The GPIF said the practices are unethical and go against the responsibilities that come with being a long-term investor. In a statement made on the company’s website, it announced that “The current stock lending scheme lacks transparency in terms of who is the ultimate borrower and for what purpose they are borrowing.”
Following the announcement may by the Government Investment Fund, Elon Musk, chief executive officer of Tesla, voiced his support for the move. In a tweet made over social media platform Twitter, Musk said, “Bravo, the right thing to do! Short selling should be illegal.”
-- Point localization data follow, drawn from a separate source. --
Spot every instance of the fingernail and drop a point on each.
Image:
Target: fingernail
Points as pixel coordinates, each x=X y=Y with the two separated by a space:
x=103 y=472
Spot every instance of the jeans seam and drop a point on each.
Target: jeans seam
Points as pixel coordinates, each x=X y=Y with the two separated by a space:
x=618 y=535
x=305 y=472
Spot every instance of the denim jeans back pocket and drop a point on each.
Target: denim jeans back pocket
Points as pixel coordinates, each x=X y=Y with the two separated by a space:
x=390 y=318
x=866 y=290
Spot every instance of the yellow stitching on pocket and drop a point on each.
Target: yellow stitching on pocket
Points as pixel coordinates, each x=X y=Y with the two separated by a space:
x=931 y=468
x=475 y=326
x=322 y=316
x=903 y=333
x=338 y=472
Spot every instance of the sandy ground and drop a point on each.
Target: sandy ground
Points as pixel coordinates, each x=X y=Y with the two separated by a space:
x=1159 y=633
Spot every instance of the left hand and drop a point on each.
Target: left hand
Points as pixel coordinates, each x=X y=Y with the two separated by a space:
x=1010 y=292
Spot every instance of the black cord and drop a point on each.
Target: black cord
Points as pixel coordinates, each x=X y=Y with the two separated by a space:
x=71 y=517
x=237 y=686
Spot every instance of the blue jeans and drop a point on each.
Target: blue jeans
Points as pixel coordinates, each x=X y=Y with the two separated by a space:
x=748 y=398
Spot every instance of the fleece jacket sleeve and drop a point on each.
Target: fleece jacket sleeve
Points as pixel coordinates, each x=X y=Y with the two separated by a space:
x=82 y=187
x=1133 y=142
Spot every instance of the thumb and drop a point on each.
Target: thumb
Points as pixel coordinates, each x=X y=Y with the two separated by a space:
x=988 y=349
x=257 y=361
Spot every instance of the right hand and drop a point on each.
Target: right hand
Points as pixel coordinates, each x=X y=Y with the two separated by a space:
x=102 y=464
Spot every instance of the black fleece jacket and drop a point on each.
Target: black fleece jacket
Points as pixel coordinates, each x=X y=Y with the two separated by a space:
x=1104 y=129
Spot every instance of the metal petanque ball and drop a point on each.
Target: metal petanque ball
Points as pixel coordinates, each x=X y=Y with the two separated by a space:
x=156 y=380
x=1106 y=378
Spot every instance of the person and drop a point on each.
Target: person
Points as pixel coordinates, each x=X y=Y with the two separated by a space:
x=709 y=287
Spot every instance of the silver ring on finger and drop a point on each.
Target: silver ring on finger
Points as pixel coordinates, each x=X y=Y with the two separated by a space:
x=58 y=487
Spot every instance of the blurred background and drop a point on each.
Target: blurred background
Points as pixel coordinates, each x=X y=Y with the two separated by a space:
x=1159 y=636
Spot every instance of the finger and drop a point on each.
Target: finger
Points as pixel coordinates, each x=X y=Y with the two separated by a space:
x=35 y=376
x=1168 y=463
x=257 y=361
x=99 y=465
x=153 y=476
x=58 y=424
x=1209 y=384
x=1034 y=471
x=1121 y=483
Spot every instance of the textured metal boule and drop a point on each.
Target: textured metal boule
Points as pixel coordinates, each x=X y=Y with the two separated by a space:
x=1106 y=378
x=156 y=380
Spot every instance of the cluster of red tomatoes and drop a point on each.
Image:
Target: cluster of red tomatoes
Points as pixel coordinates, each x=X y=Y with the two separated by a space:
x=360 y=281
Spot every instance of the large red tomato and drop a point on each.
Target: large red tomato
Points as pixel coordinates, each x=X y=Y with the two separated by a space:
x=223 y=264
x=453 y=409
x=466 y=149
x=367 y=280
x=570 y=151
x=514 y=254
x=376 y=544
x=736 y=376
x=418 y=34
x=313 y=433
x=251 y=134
GPIF’s move will affect short-sellers who mainly rely on borrowing funds from the pool of funding. Under the current scheme, these sellers market the stocks they get and bet on the price prior to falling, then reverting to buying back the shares, reports Reuters. Short sellers who participate in this lending and borrowing practice tend to earn by getting the difference from the ‘borrowed’ shares and the ones they sold on the market.
In the past, Musk has aired his concerns over the practice, saying short-sellers earned huge profits, reveals Fox Business.
Despite the bold move by the GPIF, industry experts and analysts believe that the group’s decision will only run for a limited time. Japan strategist Nicholas Smith states that “people that don’t understand it [short selling] think it’s this evil practice that benefits from bad things happening. The other people who benefit from bad things happening are buyers of bonds, and they don’t get the same kind of hate mail.”
Other industry experts believe the decision could impact the lending industry, saying it could radically change the landscape for smaller stocks.